If the price of a complement increases, the demand curve for the original good shifts to the left.
Changes in real incomes
When real incomes changes, so does the quantity demanded.
Normal goods
For most goods and services, as real income rises so too does the quantity demanded and as income drops, so does quantity.
Inferior goods
As income increases, quantity demanded falls and as income falls demand increases.
Changes in tastes and fashion
If the preference for a particular good increases, the demand curve for that good shifts to the right, if it decreases it shifts to the left.

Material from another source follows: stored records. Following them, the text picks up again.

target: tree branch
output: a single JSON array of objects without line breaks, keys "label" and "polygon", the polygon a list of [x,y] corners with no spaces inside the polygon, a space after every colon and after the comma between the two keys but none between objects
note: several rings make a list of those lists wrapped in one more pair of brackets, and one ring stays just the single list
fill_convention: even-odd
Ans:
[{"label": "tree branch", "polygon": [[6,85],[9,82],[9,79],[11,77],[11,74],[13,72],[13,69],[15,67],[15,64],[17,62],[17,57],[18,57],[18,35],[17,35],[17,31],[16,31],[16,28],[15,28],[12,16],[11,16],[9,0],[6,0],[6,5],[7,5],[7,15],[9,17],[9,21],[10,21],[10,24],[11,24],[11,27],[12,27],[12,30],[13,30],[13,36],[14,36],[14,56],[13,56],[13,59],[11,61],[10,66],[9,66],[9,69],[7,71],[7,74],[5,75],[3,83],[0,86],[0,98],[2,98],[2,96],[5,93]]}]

Changes in size and age distribution of the population
As popular increases or decreases so does the demand for most goods and services.
Advertising and branding
The whole point of advertising is to make us all buy more of something i.e. to increase demand and shift the demand curve to the right.
Supply
The amount of a good and service that producers are willing and able to provide, at a given price, at a given time.
Market supply
The total output of all individual suppliers of a particular good or service.
Supply curve
Shows the relationship between price and quantity supplied.
Changes in the costs of production
An increase in costs shifts the supply curve upwards and to the left.
If a furniture maker has to pay for more wood, then profits decline. The less attractive profit opportunities may mean that the producers cut output.